Punto de partida
Un hallazgo crítico, antes de tocar nada
Depósito sin detección de humo. Gravedad 5, exposición 5, probabilidad 5. Multiplicado da ciento veinticinco sobre ciento veinticinco: el techo de la escala, banda Crítico. Todavía no se hizo nada, así que el riesgo residual es igual al inherente.
El plan se aprueba
La Dirección aprueba las tres medidas. El número no se mueve
Están presupuestadas, agendadas y con responsable. En cualquier otro informe eso ya contaría como avance. Acá no: una medida planificada no baja nada. Mírelo: el número sigue clavado en ciento veinticinco.
Mes dos
Se instala la detección. Ahí sí baja
Central supervisada, funcionando y verificada en la visita. Baja la probabilidad de que un foco pase inadvertido, y el residual cae a cien. Recién ahí sale de Crítico y entra en Muy Alto.
Mes cuatro
La señal se integra al puesto de vigilancia
Ya no depende de que alguien escuche una sirena: hay alguien mirando las veinticuatro horas. Baja la gravedad, porque el tiempo de respuesta se acorta.

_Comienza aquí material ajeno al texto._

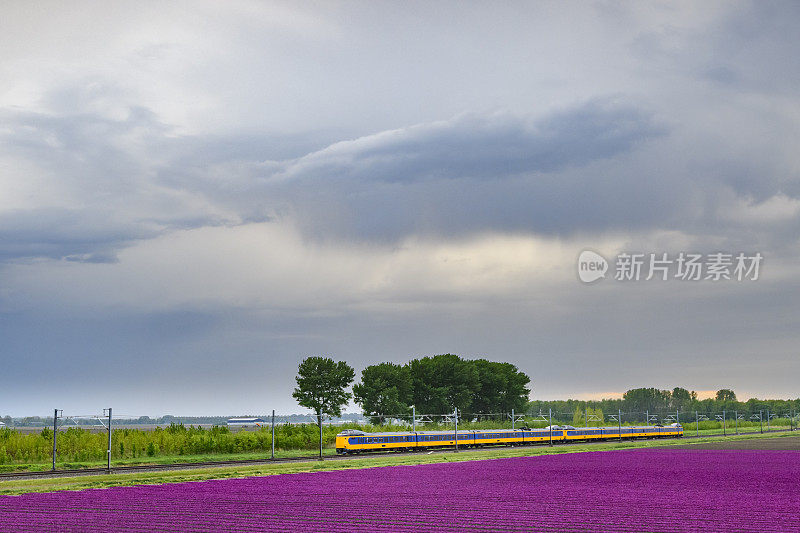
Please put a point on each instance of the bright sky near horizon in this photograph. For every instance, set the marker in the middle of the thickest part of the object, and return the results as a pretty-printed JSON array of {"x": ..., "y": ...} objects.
[{"x": 196, "y": 195}]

Sesenta, banda Alto.
Mes seis
Se reordena la estiba y baja la carga de fuego expuesta
Treinta y seis, banda Medio. El mismo hallazgo, el mismo criterio, la misma escala. Lo único que cambió es que tres cosas se hicieron de verdad — y hay evidencia de cada una.
Y hasta acá llega
No baja a cero, y nunca va a bajar
El mínimo posible de la escala es uno. Siempre queda riesgo, y el trabajo no es eliminarlo: es saber cuánto hay, moverlo hacia abajo y poder demostrar el movimiento. Eso es lo que va a ver todos los meses.